Israel, having suffered the killing and kidnapping of civilians earlier this month, is planning an invasion of Gaza to eliminate Hamas, the militant group behind the attacks. This will put many ordinary Palestinians, already struggling under Hamas rule, in a deadly situation. The foreign minister of Iran, which backs Hamas, has warned that “no one can guarantee control over the situation and prevent the conflict from spreading” if Israel proceeds. Many fear that Hezbollah, also backed by Iran, might attack Israel from the north. The U.S. has sent warships to the region as a deterrent.
As tensions mount, an interview with Jared Kushner released Wednesday by podcaster Lex Fridman has drawn attention. Kushner is the son-in-law of former President Donald Trump, who made him a senior advisor and put him in charge of Middle East policy.
While the interview lasts several hours and covers many areas—including a controversial $2 billion investment that the Saudi government made in Kushner’s private equity fund after he left his White House role—part of it focuses on the potential of the Middle East should it ever achieve peace and stability.
“The thing that’s held the region back for all these years has just been the conflict and the division,” Kushner said.
There were glimmers of hope last month, when Israel and Saudi Arabia seemed to be at the cusp of a breakthrough peace agreement, raising hopes for a lasting peace between Israelis and Palestinians.
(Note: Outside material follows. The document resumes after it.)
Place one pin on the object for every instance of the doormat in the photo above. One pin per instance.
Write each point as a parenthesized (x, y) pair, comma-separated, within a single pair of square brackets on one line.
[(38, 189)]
“One of Iran’s worst nightmares is to have Israel and Saudi interlink together,” said Kushner. “It would be a game changer for the region.”
With violence in the Gaza Strip now likely to escalate, the normalization talks appear to be off the table.
Kushner believes—not surprisingly—that the reelection of Trump would help get things back on track in the region. He said the Trump admin was able to “project strength” and “stop through crushing sanctions” financial resources that Iran, which “seeks instability,” was sending to “terror groups.”
“I do think that the job he did as a foreign policy president was tremendous,” he said. “Under President Biden, this is the second war that’s broken out in the world, and when you have weak leadership, the world becomes a less safe place. My hope and prayers are that President Trump is reelected and that he’s able to then restore calm and peace and prosperity to the world.”
In the Middle East, he said, “you have young leadership now in Saudi Arabia and UAE and Qatar, and there’s a much more ambitious agenda now for the region to make it an economic superpower and hub of the world.”
He described Israel as “one of the most burgeoning and exciting tech economies in the world, and if you think about it, it’s almost like having a Silicon Valley not connected to California.”
He added, “I do think that the region has tremendous potential, it’s just been held back by bad policy, bad leadership, bad objectives.”